Do you and your wife still ride together?
Oh, yeah. That's awesome. Yeah. Yeah. We enjoy that.
That's I don't is that common actually for, like, husband and wife to ride together?
We ride together two up on one bike, typically. Okay. Yeah. She's had her own motorcycle, and the motorcycle I call her motorcycle is one I ride more, and she thinks that's a joke. Like, when I say that's Lisa's motorcycle. She can ride. She's got her endorsement. She just prefers to ride on the back with me, and I prefer for her to do that too. So we're both happy that way.
I guess for anybody listening in, what's your rig right now, your riding rig?

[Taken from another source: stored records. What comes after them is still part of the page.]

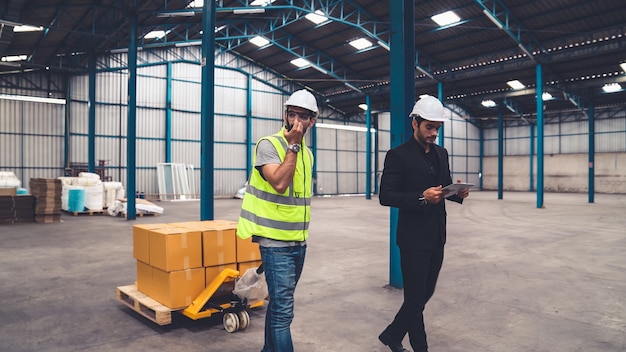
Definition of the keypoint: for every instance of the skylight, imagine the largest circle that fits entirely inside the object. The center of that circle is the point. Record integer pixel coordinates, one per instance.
(515, 84)
(300, 62)
(27, 28)
(361, 44)
(155, 35)
(446, 18)
(259, 41)
(488, 103)
(611, 87)
(317, 17)
(261, 2)
(13, 58)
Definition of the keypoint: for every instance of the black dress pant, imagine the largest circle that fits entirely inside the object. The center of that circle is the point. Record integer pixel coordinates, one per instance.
(420, 269)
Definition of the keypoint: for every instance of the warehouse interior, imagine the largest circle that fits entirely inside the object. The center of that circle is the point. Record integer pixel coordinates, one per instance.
(165, 100)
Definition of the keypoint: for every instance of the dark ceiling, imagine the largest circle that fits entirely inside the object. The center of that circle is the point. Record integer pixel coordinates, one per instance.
(579, 44)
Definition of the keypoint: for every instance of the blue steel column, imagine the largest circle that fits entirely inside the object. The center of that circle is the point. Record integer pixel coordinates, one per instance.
(500, 153)
(532, 156)
(481, 156)
(131, 147)
(592, 151)
(402, 87)
(207, 112)
(539, 103)
(249, 140)
(168, 114)
(91, 139)
(368, 150)
(443, 125)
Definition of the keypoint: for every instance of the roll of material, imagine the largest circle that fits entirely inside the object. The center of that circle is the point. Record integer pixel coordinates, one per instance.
(76, 200)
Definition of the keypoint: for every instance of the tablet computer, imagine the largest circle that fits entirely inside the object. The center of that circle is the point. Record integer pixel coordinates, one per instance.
(454, 188)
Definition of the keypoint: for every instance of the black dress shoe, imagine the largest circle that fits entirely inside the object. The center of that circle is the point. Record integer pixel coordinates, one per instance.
(394, 346)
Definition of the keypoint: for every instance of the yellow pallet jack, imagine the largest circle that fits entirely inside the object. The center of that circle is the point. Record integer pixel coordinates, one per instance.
(218, 297)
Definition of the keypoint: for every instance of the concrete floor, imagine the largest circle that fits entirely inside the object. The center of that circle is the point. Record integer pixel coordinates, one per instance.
(515, 279)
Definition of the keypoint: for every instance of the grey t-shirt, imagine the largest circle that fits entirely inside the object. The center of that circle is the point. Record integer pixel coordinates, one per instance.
(267, 154)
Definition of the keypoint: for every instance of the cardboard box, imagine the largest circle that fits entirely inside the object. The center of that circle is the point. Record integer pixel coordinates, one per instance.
(144, 278)
(141, 241)
(8, 191)
(219, 246)
(210, 273)
(174, 249)
(247, 251)
(177, 289)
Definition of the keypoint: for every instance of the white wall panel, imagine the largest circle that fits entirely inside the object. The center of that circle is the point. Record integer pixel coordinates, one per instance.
(150, 123)
(185, 126)
(187, 96)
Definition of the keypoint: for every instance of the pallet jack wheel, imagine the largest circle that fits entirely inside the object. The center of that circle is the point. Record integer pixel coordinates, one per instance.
(244, 319)
(231, 322)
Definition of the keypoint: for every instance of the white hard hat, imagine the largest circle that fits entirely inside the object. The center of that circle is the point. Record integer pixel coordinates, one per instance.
(303, 99)
(429, 108)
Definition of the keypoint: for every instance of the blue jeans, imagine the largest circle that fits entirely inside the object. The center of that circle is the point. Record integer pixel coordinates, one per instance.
(283, 266)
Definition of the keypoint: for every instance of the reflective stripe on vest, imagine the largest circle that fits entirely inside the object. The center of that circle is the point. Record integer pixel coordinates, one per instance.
(267, 213)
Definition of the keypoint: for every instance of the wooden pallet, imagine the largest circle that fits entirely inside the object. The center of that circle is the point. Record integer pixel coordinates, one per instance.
(86, 212)
(144, 305)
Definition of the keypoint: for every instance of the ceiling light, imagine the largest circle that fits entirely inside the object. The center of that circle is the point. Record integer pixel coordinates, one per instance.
(515, 84)
(155, 35)
(259, 41)
(27, 28)
(261, 2)
(244, 11)
(488, 103)
(317, 17)
(13, 58)
(446, 18)
(196, 3)
(611, 87)
(300, 62)
(361, 44)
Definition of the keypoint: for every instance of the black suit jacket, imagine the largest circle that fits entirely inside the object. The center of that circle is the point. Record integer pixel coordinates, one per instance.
(405, 177)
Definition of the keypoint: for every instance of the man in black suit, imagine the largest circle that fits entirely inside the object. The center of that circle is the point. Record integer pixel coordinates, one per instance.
(413, 177)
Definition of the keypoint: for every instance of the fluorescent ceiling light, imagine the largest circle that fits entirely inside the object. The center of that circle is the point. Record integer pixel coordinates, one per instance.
(611, 87)
(317, 17)
(515, 84)
(27, 28)
(361, 44)
(13, 58)
(244, 11)
(155, 34)
(33, 99)
(488, 103)
(446, 18)
(300, 62)
(261, 2)
(343, 127)
(259, 41)
(196, 3)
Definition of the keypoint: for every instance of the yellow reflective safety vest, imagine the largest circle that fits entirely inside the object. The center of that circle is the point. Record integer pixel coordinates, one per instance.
(279, 216)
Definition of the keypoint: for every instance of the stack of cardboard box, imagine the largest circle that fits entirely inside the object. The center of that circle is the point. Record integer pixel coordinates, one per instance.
(47, 193)
(176, 261)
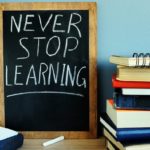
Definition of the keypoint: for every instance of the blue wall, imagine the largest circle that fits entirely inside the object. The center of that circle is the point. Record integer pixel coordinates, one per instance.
(123, 28)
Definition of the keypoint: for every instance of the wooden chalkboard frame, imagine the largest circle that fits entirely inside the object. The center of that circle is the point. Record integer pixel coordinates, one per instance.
(91, 7)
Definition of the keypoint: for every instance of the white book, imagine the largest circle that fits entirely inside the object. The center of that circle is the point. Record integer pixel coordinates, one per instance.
(135, 91)
(129, 61)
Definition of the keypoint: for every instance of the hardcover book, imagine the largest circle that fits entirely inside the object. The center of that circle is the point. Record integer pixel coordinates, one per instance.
(131, 101)
(116, 145)
(129, 84)
(128, 118)
(129, 135)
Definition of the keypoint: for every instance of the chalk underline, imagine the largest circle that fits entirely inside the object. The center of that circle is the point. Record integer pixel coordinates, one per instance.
(45, 92)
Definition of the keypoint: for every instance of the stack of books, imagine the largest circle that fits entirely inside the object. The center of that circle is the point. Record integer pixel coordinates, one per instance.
(127, 119)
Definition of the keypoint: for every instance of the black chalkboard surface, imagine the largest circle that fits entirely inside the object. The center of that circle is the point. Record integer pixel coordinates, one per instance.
(47, 70)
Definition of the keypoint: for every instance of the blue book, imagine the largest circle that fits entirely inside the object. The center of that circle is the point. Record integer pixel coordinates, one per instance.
(131, 101)
(125, 134)
(10, 140)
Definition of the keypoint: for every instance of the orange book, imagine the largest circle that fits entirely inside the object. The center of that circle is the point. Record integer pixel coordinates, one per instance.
(128, 118)
(129, 84)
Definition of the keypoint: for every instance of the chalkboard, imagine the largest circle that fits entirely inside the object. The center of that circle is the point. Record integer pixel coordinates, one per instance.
(46, 65)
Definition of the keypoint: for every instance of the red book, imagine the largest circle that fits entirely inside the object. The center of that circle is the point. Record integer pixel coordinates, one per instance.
(129, 84)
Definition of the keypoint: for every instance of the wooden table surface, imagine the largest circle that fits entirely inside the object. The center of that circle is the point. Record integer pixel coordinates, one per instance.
(85, 144)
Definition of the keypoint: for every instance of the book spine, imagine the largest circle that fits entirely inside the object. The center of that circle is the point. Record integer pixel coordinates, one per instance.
(131, 101)
(133, 135)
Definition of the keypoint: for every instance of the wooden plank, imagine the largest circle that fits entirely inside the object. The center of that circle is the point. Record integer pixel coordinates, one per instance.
(86, 144)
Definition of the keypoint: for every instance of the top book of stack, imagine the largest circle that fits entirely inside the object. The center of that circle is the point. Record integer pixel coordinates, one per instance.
(130, 61)
(132, 68)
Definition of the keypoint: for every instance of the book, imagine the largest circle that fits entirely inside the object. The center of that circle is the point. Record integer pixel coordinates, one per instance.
(131, 101)
(129, 84)
(110, 146)
(127, 118)
(10, 139)
(133, 74)
(129, 61)
(113, 143)
(135, 91)
(125, 134)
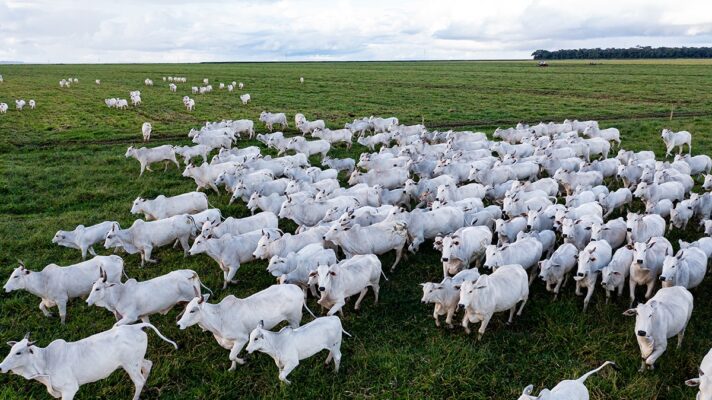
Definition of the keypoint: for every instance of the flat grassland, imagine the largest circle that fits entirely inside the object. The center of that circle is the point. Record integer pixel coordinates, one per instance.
(63, 164)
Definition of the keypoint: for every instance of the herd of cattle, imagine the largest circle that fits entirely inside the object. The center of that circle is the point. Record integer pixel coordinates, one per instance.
(535, 203)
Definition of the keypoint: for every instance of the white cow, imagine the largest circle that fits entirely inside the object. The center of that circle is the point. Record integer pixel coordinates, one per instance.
(64, 366)
(686, 269)
(345, 279)
(83, 238)
(57, 285)
(288, 346)
(662, 317)
(147, 156)
(565, 390)
(676, 139)
(146, 131)
(163, 207)
(142, 237)
(232, 320)
(132, 300)
(499, 291)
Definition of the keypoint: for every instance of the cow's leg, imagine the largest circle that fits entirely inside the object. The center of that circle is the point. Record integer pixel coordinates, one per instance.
(286, 369)
(62, 306)
(336, 307)
(136, 375)
(360, 298)
(399, 254)
(483, 326)
(45, 311)
(651, 286)
(234, 351)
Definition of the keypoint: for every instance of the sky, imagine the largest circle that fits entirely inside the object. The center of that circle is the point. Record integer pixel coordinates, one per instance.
(81, 31)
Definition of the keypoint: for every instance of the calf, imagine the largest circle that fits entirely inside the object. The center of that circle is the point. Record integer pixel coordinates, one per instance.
(134, 300)
(84, 238)
(662, 317)
(232, 320)
(347, 278)
(57, 285)
(64, 366)
(288, 346)
(163, 207)
(500, 291)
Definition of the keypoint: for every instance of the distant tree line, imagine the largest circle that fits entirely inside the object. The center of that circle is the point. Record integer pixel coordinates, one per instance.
(633, 52)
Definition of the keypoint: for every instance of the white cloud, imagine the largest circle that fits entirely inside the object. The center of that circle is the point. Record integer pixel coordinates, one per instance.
(254, 30)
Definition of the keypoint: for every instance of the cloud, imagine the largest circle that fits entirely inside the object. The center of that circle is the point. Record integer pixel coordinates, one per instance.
(275, 30)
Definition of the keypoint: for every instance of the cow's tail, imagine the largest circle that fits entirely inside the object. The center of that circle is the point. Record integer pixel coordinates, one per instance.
(304, 304)
(583, 378)
(160, 335)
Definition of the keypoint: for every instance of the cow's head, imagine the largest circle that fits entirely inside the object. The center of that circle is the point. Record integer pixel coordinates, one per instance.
(21, 355)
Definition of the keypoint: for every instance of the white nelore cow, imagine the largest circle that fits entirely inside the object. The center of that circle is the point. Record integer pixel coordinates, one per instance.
(57, 285)
(648, 264)
(147, 156)
(288, 346)
(348, 278)
(554, 271)
(565, 390)
(230, 251)
(132, 300)
(238, 226)
(499, 291)
(142, 237)
(686, 269)
(232, 320)
(146, 131)
(663, 316)
(377, 239)
(613, 275)
(84, 237)
(463, 247)
(591, 260)
(703, 378)
(273, 118)
(64, 366)
(445, 296)
(163, 207)
(676, 139)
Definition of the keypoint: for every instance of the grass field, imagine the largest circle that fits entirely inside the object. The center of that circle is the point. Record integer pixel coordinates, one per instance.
(63, 164)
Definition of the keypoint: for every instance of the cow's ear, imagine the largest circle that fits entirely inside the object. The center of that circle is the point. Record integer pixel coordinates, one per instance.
(528, 390)
(693, 382)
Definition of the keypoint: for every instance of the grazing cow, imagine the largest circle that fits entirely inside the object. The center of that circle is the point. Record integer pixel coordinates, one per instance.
(232, 320)
(57, 285)
(132, 300)
(565, 390)
(665, 315)
(64, 366)
(613, 275)
(345, 279)
(647, 264)
(84, 238)
(147, 156)
(499, 291)
(230, 251)
(377, 239)
(676, 139)
(288, 346)
(686, 269)
(703, 378)
(164, 207)
(554, 271)
(142, 237)
(591, 261)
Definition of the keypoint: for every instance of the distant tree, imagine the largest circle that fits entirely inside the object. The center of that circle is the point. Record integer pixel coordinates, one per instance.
(629, 53)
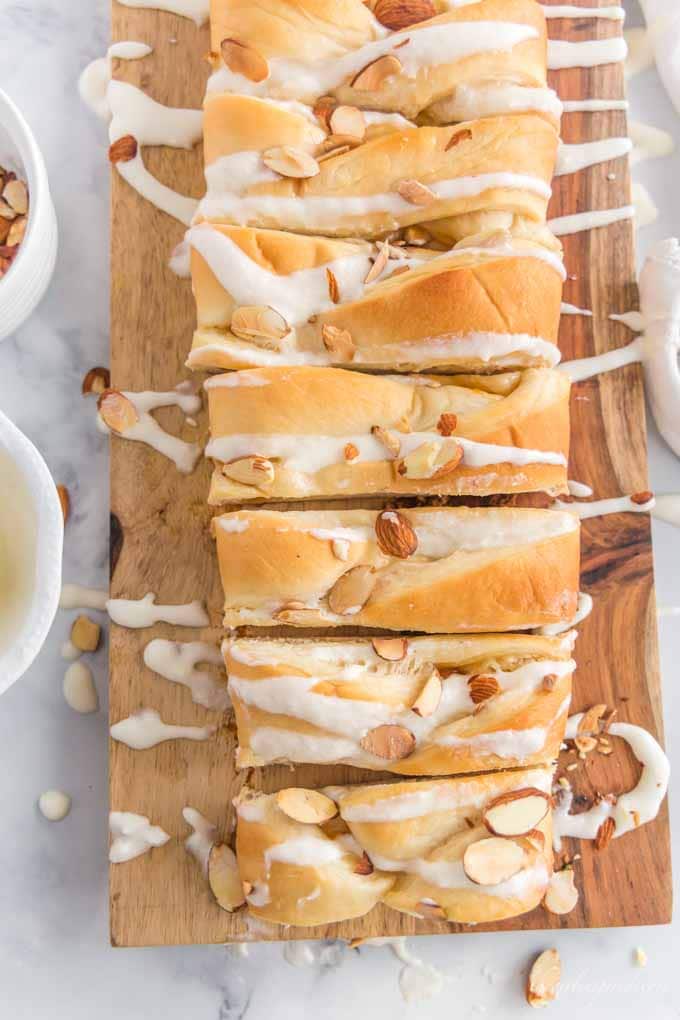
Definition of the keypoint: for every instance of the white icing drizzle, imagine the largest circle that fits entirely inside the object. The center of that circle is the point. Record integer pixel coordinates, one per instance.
(563, 225)
(572, 158)
(133, 835)
(590, 53)
(424, 47)
(145, 729)
(79, 689)
(572, 10)
(598, 508)
(635, 808)
(146, 429)
(202, 839)
(79, 597)
(583, 609)
(196, 10)
(176, 661)
(144, 612)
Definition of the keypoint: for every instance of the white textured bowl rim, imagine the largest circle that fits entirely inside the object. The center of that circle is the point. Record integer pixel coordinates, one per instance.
(49, 545)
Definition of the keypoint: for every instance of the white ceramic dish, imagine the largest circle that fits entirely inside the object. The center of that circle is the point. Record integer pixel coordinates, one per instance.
(24, 284)
(31, 545)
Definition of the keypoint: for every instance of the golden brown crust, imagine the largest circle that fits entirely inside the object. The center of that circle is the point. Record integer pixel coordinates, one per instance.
(413, 833)
(503, 703)
(252, 413)
(474, 569)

So I've got a BMW R 1200 Roadster. It's just a fast and very nice motorcycle. It's my favorite bike I ever had. And then I've got a little Yamaha dual sport on off road that's just for exploring those dirt roads. I'm not a heavy hardcore dirt rider. I'm not gonna be doing any jumps or leaving the ground hopefully at any point in time. Do you like to get on a forced service road and go explore?
Yeah. This is, insider info, but for a second, when we were doing the Momentum annual report, it was like, oh, yeah. What if we have Duane for a CEO letter, like, with his bike, with his helmet? Oh, what a dream.
No. Not needed.
Thanks for tuning in to Western Watts. You can find us on Spotify, Apple Podcast, YouTube, or on our website at tristate.coop/wwpod. We'll catch you next time. Thank you for joining us for the Western Watts podcast. I'm Elizabeth Schilling here at
Oh, and I'm Julia Perry. Sorry. I ruined it already.
We can do it again.
That was pretty good, actually.
Yeah.
Spontaneous.
I'm Julia Perry, and that was Watt's Up.
Ow. Ouch. I hate it. I'm sorry.
Tell them if you're asked to do the podcast, you have to do it under pain of death. Carte blanche.
So this is for, like, employees. Right? So it has been my great pleasure to share this time with you today, and I'm gonna expect any employee that you ask in the future to be just as generous with their time and come in and answer any possible question that you would ask.
We'll attach that to the email we send out to people
Absolutely. A lot. Yep. You heard it here.